Alte Freunde
Keller + Kuhn
 
 
 

Wie kommt es, räsonniert Maag an diesem fürs Räsonnieren viel zu schönen

Sonntagmorgen, dass sie, Maag&Minetti, sich so selten begegnen, obwohl sie sich schon

geraume Zeit kennen und obwohl die Voraussetzungen für ein solches Treffen denkbar

günstig wären: a) wohnen sie, was allein schon eine grosse Erleichterung sein sollte, beide

am selben Ort und b) möchten sie sich im Grunde treffen (davon geht Maag aus, macht

sich aber ein mentales Memo, diesem im Grunde bei Gelegenheit nachzugehen).

 

Ein Beispiel, wie sie sich erst kürzlich wieder verpasst haben: Maag sitzt, auf seine eigene

Initiative, den Kaffee mit einem Glas Wasser bereits vor sich, im Stadtcafé an seinem

Stammplatz (im Rücken die Zei­tungen, im Blickfeld den Tresen, dahinter Rita, mit Geschirr

han­tierend), und doch ist es Minetti gelungen, ihn zu verpassen. Maag hatte bereits ein

zwiespältiges Gefühl, als er Rita bat, Minetti seinen Wunsch zu übermitteln. Hat sie

versagt? Aus Flüchtigkeit oder willentlich? Und wenn nicht: Welchen zwingenden Grund

könnte Minetti gehabt haben fernzubleiben? Maag kommt immer zum selben Schluss:

keinen.

 

Während er in seinem Kaffee rührt, kommt ihm der Gedanke, Minetti eben jetzt zu Hause zu

besuchen (falls er nicht herumflaniert, im Büro scheint er ja nicht gerade unentbehrlich zu

sein).

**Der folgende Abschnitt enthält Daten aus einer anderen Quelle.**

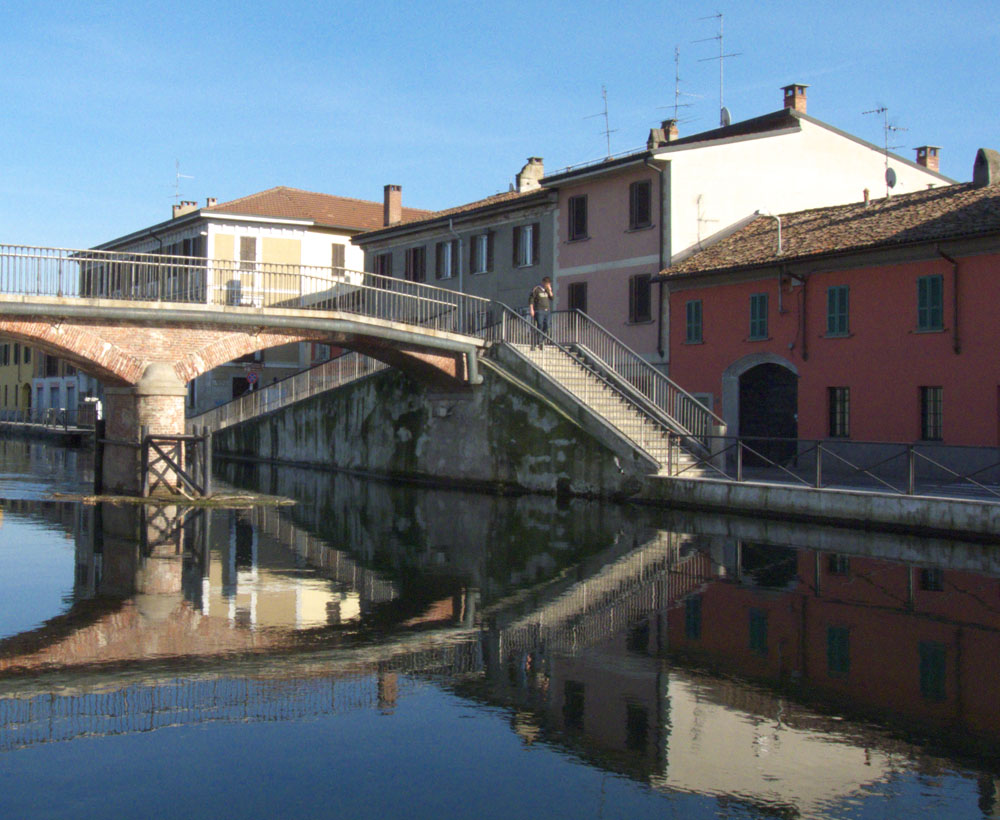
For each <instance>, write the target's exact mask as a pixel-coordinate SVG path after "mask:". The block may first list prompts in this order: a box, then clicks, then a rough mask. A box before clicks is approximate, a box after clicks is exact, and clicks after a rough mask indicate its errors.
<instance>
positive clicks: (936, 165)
mask: <svg viewBox="0 0 1000 820" xmlns="http://www.w3.org/2000/svg"><path fill="white" fill-rule="evenodd" d="M940 152H941V146H939V145H921V146H920V147H919V148H917V165H923V166H924V168H927V169H928V170H930V171H937V170H938V168H939V162H940V160H941V157H940Z"/></svg>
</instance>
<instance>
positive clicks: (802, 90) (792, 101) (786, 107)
mask: <svg viewBox="0 0 1000 820" xmlns="http://www.w3.org/2000/svg"><path fill="white" fill-rule="evenodd" d="M808 87H809V86H808V85H803V84H802V83H792V84H791V85H786V86H782V89H781V90H782V91H784V92H785V97H784V107H785V108H791V109H792V110H794V111H798V112H800V113H802V114H805V113H806V89H807V88H808Z"/></svg>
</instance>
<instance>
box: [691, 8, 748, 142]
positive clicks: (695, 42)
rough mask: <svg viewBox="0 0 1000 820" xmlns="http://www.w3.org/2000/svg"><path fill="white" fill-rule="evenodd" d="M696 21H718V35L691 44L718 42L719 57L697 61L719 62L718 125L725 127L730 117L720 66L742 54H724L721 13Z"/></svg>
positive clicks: (706, 38)
mask: <svg viewBox="0 0 1000 820" xmlns="http://www.w3.org/2000/svg"><path fill="white" fill-rule="evenodd" d="M698 19H699V20H716V19H718V21H719V33H718V34H716V35H715V36H714V37H705V38H704V39H702V40H694V41H693V42H695V43H707V42H708V41H709V40H718V41H719V56H718V57H705V58H703V59H701V60H699V61H698V62H699V63H707V62H709V61H711V60H718V61H719V125H722V126H726V125H729V123H730V119H731V118H730V115H729V109H727V108H726V106H725V105H723V102H722V66H723V63H725V61H726V60H727V59H729V58H730V57H739V56H740V54H742V53H743V52H741V51H735V52H733V53H731V54H726V53H725V49H724V48H723V45H722V12H721V11H720V12H718V13H716V14H712V15H710V16H708V17H699V18H698Z"/></svg>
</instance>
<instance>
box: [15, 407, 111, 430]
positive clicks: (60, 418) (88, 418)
mask: <svg viewBox="0 0 1000 820" xmlns="http://www.w3.org/2000/svg"><path fill="white" fill-rule="evenodd" d="M5 423H6V424H19V425H24V426H26V427H27V426H31V427H43V428H45V429H49V430H93V429H94V418H93V413H92V412H87V413H84V412H80V410H78V409H76V408H74V409H71V410H68V409H66V408H63V407H60V408H56V407H49V408H47V409H45V410H34V409H31V410H19V409H12V408H8V409H6V410H0V424H5Z"/></svg>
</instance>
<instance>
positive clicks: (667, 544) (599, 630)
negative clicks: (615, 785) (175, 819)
mask: <svg viewBox="0 0 1000 820" xmlns="http://www.w3.org/2000/svg"><path fill="white" fill-rule="evenodd" d="M252 521H253V526H254V528H255V531H256V538H257V539H258V541H259V542H260V541H262V539H266V538H274V539H276V543H277V541H278V540H280V543H281V544H283V545H284V546H285V547H286V548H288V549H292V550H295V551H296V553H297V554H298V555H300V556H305V557H307V559H308V560H309V561H310V562H311V563H312V562H315V561H316V559H317V554H318V553H322V554H319V555H318V558H319V560H318V563H317V565H318V566H319V567H326V569H327V570H328V571H332V570H334V569H336V567H339V569H338V570H336V571H337V572H339V573H340V575H341V577H346V575H347V574H351V575H352V577H355V578H357V579H358V580H359V581H360V582H361V583H369V582H371V583H372V584H373V585H375V586H377V585H378V583H380V579H378V578H377V577H375V576H374V574H372V573H371V571H370V570H365V569H363V568H359V567H357V565H356V564H354V562H353V561H352V560H351V559H349V558H347V557H346V556H343V557H342V558H343V559H344V560H340V559H336V558H333V557H332V556H331V557H329V558H328V559H327V557H326V556H327V555H328V553H324V552H323V544H322V542H321V541H319V539H313V538H312V536H310V535H308V534H307V533H303V532H302V531H301V530H299V529H297V528H296V527H294V526H293V525H291V524H290V523H289V522H288V521H287V520H285V519H284V517H283V516H281V515H280V514H277V513H275V511H273V510H271V511H263V510H262V511H255V512H254V513H253V517H252ZM630 540H631V539H630ZM107 546H108V544H107V537H105V550H106V549H107ZM680 552H681V543H680V540H679V539H678V538H676V537H674V536H672V535H670V534H666V533H661V532H656V531H651V532H650V533H649V541H648V542H647V543H645V544H644V545H642V546H639V547H637V548H633V549H631V550H629V549H628V548H627V547H624V545H620V544H616V545H613V546H611V547H609V548H608V549H607V550H604V551H603V552H602V553H600V554H598V555H594V556H591V558H589V559H588V560H586V561H585V562H584V563H583V564H581V565H579V566H577V567H576V568H575V570H574V571H573V573H572V574H573V576H574V577H575V578H577V579H578V580H577V581H576V582H575V583H573V582H568V581H566V580H565V578H566V575H565V574H564V577H563V581H562V582H560V581H558V580H557V581H556V582H555V583H553V582H549V583H544V584H540V585H538V586H537V587H535V588H534V590H529V591H527V592H526V593H523V594H520V595H516V596H511V598H510V599H508V600H507V601H506V602H500V603H499V604H498V605H497V606H495V607H494V608H493V609H492V611H491V613H490V616H489V620H490V621H491V622H492V623H491V625H490V626H488V627H486V628H485V629H484V630H483V631H482V632H481V631H479V630H477V629H473V628H468V627H465V626H463V625H462V624H461V623H460V622H459V621H458V620H457V619H456V620H455V621H454V625H453V626H451V627H445V628H436V629H431V630H429V631H428V630H426V629H420V628H419V627H418V628H415V629H412V630H411V629H407V628H405V625H403V626H404V628H403V629H400V630H395V631H393V632H392V633H390V635H389V636H388V637H387V638H385V639H382V640H380V641H379V642H378V643H377V644H372V645H354V644H351V643H345V642H339V643H331V642H329V641H327V642H326V643H325V645H323V646H322V647H321V648H315V647H316V644H315V641H313V642H311V643H310V642H308V641H307V642H306V643H296V642H294V641H293V642H291V643H287V642H285V643H284V644H282V643H278V644H275V645H273V646H268V647H263V646H262V647H261V648H260V649H259V651H256V652H254V653H253V654H250V655H233V654H223V655H220V656H218V657H211V656H204V657H203V659H202V660H200V661H198V665H197V666H196V667H193V668H191V669H190V671H188V670H185V671H184V672H178V667H177V664H178V661H177V660H176V659H174V660H171V661H170V662H169V663H167V664H164V661H162V660H159V661H157V660H155V659H154V660H146V661H143V660H139V659H135V660H132V661H130V662H129V663H128V664H127V665H125V666H123V665H122V664H120V663H119V664H112V663H107V661H108V660H109V657H108V650H109V649H110V647H109V646H108V645H107V644H106V643H105V644H104V645H102V646H99V647H98V646H95V647H94V652H93V654H92V655H91V656H90V657H89V658H87V657H82V656H81V657H78V658H76V659H75V660H74V661H73V662H72V663H71V664H69V665H65V664H62V665H59V666H49V665H48V664H45V665H43V666H41V667H36V669H35V670H34V671H33V673H32V674H31V675H24V674H18V673H15V674H7V675H5V676H4V677H3V679H2V681H0V751H2V750H10V749H14V748H18V747H21V746H25V745H30V744H34V743H40V742H47V741H53V740H66V739H71V738H74V737H79V736H84V735H91V734H117V733H124V732H133V731H149V730H152V729H156V728H162V727H166V726H175V725H183V724H190V723H198V722H202V721H220V720H221V721H230V720H232V721H236V720H240V721H244V720H268V719H295V718H298V717H302V716H306V715H316V714H326V713H331V712H336V711H342V710H345V709H351V708H364V707H378V708H391V706H392V705H393V704H394V703H395V700H396V698H397V697H398V696H399V695H400V694H404V693H406V692H408V691H410V690H411V689H412V687H413V686H415V685H416V683H415V680H414V679H413V678H410V677H406V676H417V677H419V676H424V675H445V676H448V677H449V678H455V677H464V676H467V675H469V674H476V673H479V672H481V671H482V670H483V669H484V664H485V665H486V666H489V665H491V664H493V663H495V662H496V663H502V662H505V660H504V659H502V658H499V657H497V656H496V655H495V654H494V653H493V652H490V651H488V650H487V651H486V652H485V657H484V649H486V647H487V646H495V645H496V644H497V643H499V644H500V645H502V646H505V647H511V646H514V645H515V644H516V645H517V646H518V647H519V648H520V651H527V650H528V649H529V643H531V640H532V639H536V640H537V638H539V637H542V638H543V639H545V640H549V641H551V642H552V644H553V645H555V644H560V645H561V644H562V643H564V642H565V641H566V640H568V639H569V638H568V637H567V636H570V635H573V636H574V637H575V639H577V640H578V641H579V640H586V641H588V642H591V641H592V642H599V641H601V640H604V639H607V638H610V637H611V636H612V635H614V634H615V632H616V631H618V630H619V629H621V628H622V627H623V626H627V625H628V624H629V622H630V619H633V618H638V617H641V616H642V615H643V614H644V612H645V611H647V610H646V609H644V607H648V606H649V605H650V604H653V605H661V606H662V605H664V604H665V601H666V598H665V597H664V596H670V595H680V594H684V592H685V590H687V589H690V588H692V586H693V585H696V584H697V583H698V582H699V578H698V576H697V575H696V573H695V572H694V571H692V570H694V569H695V568H696V567H698V566H700V565H699V564H698V558H697V556H698V554H697V553H692V554H691V555H689V556H684V557H681V556H680ZM605 564H607V566H605ZM678 566H681V567H683V568H684V569H682V570H681V571H680V572H678ZM321 571H322V570H321ZM366 573H368V574H369V575H371V576H372V577H371V578H368V577H367V575H366ZM366 579H367V580H366ZM382 583H384V582H382ZM387 591H388V590H387ZM528 601H530V604H528V605H530V606H531V607H533V608H535V610H536V611H537V612H538V613H539V615H538V618H536V619H534V620H533V619H532V617H531V616H530V615H529V616H527V617H525V616H518V615H516V614H513V613H519V612H523V610H524V607H525V605H526V604H527V602H528ZM505 613H511V619H510V622H509V624H508V625H506V626H499V625H496V622H499V621H502V620H505V619H506V616H505ZM546 618H547V619H550V623H551V624H552V629H551V630H549V631H544V630H543V631H541V632H540V631H539V630H538V629H537V628H535V629H533V628H532V627H531V626H530V625H529V624H537V623H539V621H540V620H541V619H546ZM107 627H108V624H107V623H104V622H101V624H99V625H97V627H86V626H85V627H84V629H88V628H100V629H103V630H105V632H104V634H105V637H109V635H108V634H107V632H106V629H107ZM71 639H72V640H74V642H75V644H76V645H78V646H82V645H85V644H89V642H87V641H82V640H81V639H80V636H79V635H77V636H75V639H73V638H71ZM531 648H535V649H537V648H539V647H538V646H537V643H531ZM49 657H51V656H49ZM505 657H506V655H505ZM7 660H8V664H7V665H8V667H10V666H16V665H21V666H23V665H24V664H23V663H22V664H17V663H16V662H15V663H11V661H12V660H14V659H10V658H8V659H7ZM121 660H125V659H124V658H123V659H121ZM399 676H403V677H399Z"/></svg>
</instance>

Er gibt Rita ein Zeichen und schon steht sie am Tisch.

 

„Hast du—“

 

„Aber ja“, sagt sie lächelnd, „er schien erfreut zu sein, und es war doch auch in deinem

Sinn, dass ich—“

 

„Um Himmels Willen—“

 

„Mach dir keine Sorgen, ihr seid doch...“

 

„Alte Freunde?“

 

„Das habe ich nicht gesagt.“

 

Maag schüttelt den Kopf. „Sag ihm nicht, dass ich gefragt habe.“ Er hat es plötzlich eilig,

weil ihm klar geworden ist, dass dies der falsche Moment für ein ernsthaftes Gespräch

gewesen wäre, „Bitte übermittle ihm meine besten Wünsche, sollte er sich...“

 

„Nach dir erkundigen?“

 

Auf dem Weg nach Hause versucht er sich vorzustellen, er würde Minetti zu Hause

besuchen, dessen Wohnung betreten, dieser sässe am Tisch, gegenüber Valentina, falls

sie noch zusammen leben, beide lesend. Doch statt Minetti sieht er immer sich oder

jemanden, der ihm, Maag, geradezu beklemmend ähnlich sieht. Nicht, dass ihm Valentina

nicht gefallen würde, doch der Gedanke, einen Doppelgänger zu haben, versetzt ihn in

Unruhe. Nein, ein Besuch kommt auf keinen Fall in Frage, er hat nicht die geringste Lust,

einem Doppelgänger zu begegnen oder am Ende der Doppelgänger von jemand anderem

zu sein, von Minetti oder sogar von jemandem, von dessen Existenz er nicht einmal weiss.

 

Fröhlich erwidert Maag den Gruss einer Person, die er kennen müsste, deren Name ihm

jedoch nicht einfällt, fröhlich einfach deshalb, weil er erkannt worden ist, auch wenn er sich

zur Zeit nicht einmal sicher ist, ob der Umweg, auf den er sich unbewusst eingelassen hat,

nicht doch noch auf die eine oder andere Weise zu Minetti führen wird.